1. Speaking as a nerd, I’m accustomed to being a member of the minority. Frequently, the silent minority. As of lately though, I’ve been harboring feelings of resentment about something I love. Confused? You should be. You see, I’m a nerd, which puts me in a minority. I participate in Cosplay, I attend conventions and participate in various other geeky interests. I love doing it. I revel in the close community of friends that being a Congoer has grown around me. This being said, I’m also not white, which makes me a minority within a minority. That by itself isn’t a problem. I’ve rarely had problems socializing with other nerds, and it’s infrequent that I meet a social gap that I can’t bridge through mutual love of various fandoms and interests, but there is one aspect of nerd culture that is notoriously intolerant, and begets three major issues regarding race that most fellow nerds don’t seem to recognize. I’ll outline them here.
    1: Lack of cosplay for other races Cosplay usually comes from a fair amount of popular media. The average nerd doesn’t control what Hollywood or various entertainment corporations feel like funding. If they did, Firefly would probably still be alive and well. As a result, there’s a fairly minimal number of racially accurate costumes available for people of other races. There’s really nothing anyone can do about this, at least not without a widespread acknowledgement of the issue and a demand for change. “What does that have to do with anything?” You might ask. ”People should be allowed to cosplay what they want to cosplay!” I Agree. So if I, a person of a race other than white wants to costume a character generally identified as white, I don’t believe that anyone should take an issue with it- which leads me to my next point.

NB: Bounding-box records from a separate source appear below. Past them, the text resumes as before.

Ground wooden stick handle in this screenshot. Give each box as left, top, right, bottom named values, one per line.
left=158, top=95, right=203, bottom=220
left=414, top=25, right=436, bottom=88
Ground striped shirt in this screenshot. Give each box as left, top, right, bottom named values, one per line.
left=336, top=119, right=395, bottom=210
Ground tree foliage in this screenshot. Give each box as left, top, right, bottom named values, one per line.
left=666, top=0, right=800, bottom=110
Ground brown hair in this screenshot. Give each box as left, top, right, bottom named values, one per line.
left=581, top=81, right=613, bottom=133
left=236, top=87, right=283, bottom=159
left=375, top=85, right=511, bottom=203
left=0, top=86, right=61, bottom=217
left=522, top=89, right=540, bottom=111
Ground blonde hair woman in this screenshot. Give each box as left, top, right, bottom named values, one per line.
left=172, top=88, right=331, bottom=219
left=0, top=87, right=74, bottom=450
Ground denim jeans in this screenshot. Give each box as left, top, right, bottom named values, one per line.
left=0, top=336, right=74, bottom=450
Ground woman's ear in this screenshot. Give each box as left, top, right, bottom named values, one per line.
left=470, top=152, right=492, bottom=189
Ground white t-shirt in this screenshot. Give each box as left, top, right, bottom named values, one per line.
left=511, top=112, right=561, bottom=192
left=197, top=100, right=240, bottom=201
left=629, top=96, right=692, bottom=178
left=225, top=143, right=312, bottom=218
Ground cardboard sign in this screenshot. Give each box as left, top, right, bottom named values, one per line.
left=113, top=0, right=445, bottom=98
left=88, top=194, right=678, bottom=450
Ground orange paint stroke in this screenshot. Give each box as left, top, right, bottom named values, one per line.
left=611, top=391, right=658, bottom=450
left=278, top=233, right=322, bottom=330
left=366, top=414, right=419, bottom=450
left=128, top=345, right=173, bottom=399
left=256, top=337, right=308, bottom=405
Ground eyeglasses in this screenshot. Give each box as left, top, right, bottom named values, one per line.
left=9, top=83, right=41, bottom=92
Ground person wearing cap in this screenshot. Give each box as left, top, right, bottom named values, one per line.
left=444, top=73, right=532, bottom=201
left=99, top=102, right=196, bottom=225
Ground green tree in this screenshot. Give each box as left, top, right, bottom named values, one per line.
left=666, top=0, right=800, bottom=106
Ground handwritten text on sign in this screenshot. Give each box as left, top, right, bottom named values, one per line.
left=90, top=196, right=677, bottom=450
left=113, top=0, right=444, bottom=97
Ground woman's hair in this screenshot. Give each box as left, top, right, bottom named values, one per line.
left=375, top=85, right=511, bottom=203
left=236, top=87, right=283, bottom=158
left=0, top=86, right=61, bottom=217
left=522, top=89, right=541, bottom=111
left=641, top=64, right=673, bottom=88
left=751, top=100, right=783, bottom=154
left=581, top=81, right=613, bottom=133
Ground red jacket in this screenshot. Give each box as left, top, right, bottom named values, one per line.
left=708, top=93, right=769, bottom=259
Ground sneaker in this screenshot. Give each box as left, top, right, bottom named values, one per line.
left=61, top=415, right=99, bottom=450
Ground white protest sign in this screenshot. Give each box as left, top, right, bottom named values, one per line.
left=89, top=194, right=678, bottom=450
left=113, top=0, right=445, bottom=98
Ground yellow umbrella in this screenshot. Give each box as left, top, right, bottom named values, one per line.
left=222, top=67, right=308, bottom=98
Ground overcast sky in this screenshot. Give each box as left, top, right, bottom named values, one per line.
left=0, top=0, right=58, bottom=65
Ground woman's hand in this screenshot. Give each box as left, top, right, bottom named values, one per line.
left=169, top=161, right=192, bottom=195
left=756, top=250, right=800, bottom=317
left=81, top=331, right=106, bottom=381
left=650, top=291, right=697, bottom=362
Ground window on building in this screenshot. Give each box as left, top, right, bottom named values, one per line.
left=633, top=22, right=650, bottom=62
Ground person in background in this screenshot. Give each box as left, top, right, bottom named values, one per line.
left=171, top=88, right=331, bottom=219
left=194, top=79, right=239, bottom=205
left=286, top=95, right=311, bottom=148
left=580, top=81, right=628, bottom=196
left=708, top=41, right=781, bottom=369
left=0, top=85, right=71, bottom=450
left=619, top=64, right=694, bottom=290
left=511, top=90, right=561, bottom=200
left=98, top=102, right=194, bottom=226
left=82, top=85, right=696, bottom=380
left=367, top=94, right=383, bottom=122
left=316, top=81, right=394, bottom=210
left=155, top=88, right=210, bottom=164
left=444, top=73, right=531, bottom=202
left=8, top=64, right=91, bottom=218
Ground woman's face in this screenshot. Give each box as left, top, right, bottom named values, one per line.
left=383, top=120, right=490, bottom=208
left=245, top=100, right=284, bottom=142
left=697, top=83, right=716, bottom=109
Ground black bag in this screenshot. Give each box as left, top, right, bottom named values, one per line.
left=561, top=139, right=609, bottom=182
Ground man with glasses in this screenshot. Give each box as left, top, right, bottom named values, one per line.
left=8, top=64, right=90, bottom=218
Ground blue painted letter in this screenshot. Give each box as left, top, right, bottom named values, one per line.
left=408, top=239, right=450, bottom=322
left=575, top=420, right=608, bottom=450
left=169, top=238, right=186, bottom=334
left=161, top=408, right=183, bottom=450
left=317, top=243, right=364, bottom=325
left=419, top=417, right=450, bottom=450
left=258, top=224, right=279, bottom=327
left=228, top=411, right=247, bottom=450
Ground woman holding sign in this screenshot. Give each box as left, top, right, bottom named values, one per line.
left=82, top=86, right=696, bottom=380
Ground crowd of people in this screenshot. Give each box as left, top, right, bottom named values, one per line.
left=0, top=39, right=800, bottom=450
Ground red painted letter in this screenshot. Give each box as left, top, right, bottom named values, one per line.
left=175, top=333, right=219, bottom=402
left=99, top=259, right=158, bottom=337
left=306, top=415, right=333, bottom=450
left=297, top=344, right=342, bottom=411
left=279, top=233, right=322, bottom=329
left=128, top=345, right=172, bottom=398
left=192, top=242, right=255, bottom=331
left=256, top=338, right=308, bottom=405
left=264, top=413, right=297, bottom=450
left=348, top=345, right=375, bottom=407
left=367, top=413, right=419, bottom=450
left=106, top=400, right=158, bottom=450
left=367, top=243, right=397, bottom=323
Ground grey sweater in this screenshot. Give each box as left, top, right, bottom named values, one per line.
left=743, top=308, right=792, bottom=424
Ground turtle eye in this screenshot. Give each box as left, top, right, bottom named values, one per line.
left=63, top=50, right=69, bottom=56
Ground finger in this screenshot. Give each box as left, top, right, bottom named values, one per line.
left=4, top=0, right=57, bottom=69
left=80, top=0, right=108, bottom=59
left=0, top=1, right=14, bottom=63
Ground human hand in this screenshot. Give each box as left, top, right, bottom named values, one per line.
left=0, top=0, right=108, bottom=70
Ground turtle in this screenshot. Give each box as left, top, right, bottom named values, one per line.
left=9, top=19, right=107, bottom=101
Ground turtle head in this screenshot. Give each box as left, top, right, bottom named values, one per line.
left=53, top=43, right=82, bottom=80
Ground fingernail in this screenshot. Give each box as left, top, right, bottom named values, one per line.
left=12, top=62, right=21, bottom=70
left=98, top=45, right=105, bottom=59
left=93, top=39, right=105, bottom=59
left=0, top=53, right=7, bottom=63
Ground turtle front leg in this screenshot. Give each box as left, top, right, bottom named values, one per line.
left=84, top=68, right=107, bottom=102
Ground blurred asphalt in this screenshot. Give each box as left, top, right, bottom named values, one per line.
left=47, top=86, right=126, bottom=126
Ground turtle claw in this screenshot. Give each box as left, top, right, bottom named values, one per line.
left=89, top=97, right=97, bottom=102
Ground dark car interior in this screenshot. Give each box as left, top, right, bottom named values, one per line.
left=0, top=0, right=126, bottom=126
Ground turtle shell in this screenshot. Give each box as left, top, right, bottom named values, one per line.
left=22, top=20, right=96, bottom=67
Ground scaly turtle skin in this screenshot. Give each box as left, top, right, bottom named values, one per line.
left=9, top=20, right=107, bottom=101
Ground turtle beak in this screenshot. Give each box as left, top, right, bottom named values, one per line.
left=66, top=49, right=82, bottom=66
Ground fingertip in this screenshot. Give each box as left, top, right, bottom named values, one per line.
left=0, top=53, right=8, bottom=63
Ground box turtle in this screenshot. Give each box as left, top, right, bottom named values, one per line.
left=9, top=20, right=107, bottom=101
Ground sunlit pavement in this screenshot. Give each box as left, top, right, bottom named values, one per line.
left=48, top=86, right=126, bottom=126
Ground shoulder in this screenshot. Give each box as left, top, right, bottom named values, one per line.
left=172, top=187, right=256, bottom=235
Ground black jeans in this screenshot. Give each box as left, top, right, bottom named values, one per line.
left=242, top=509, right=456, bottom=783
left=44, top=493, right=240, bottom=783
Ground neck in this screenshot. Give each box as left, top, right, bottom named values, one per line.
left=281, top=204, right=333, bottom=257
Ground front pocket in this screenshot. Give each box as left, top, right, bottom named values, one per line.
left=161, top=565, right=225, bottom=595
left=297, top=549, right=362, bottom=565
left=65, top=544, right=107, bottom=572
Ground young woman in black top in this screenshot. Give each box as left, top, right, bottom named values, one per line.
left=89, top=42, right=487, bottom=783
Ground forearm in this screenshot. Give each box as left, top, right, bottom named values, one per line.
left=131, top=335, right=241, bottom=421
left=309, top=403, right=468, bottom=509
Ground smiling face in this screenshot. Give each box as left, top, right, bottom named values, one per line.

    2: Complaints about racially inaccurate cosplay As I stated before, I believe a person should be allowed to cosplay whichever character/gender they want without acceding to judgement of snide remarks of any kind. If I want to cosplay as any character, I should be able to regardless of my race or gender without being forced to listen to your objections. I had a couple of unpleasant experiences at Dragon*con last year while I was cosplaying Flynn Rider. A few people had asked what my costume was of, and turned to make snide remarks among themselves about how ‘Flynn’s white’ as soon as they turned around and believed me out of earshot. They had the courtesy to at least not say it to my face, but I believe that was more because they didn’t want to out themselves as bigoted douchebags. Racist behavior in a private setting is still racist, and doesn’t make you any less racist.
    3: Fairweather support about race in cosplay/hypocrisy There are a fair number of people who would agree with everything I’ve posted thus far. People who are inclined to nod, and agree that the people mentioned above are racist bigots and should be shunned. These very same people might also agree that I should be allowed to costume whatever I wish regardless of the character’s skin tone or my own. Some of these people choose to cosplay characters of a darker skin tone. When they do this, it is common to Tan or spray tan. These cosplayers change their skin tone for a costume. Pause and think for a moment the message that this sends out. For those of you that still don’t get the hypocrisy that I find upsetting, I’ll spell it out.“I will change my skin tone because I can. You cannot.” I guess it’s a lot easier to tell someone to just accept their skin tone when you don’t have to follow the same rules. After all, skin bleaching is far more difficult that tanning (from a can or otherwise). This is a far departure from the message of acceptance that these very same people choose to preach. It’s convenient for you to cosplay a white character because that’s your skin tone. It’s also easier to wash off self-tanner between costumes. The use of self tanner in cosplay is nothing more than a politically accepted form of brownface, and sends the message that it’s okay for you to change your skin tone because you can. I’m not saying you shouldn’t cosplay those characters: I’m just saying you shouldn’t change your skin tone to do it. If you like the character, go ahead, Cosplay them. Use makeup to alter your features a touch. Just lay off the tanning/brownface, and we’ll call it even.

    — Charisma is my Dump Stat: Racism in Cosplay: Why it pisses me off, and what you can do about it.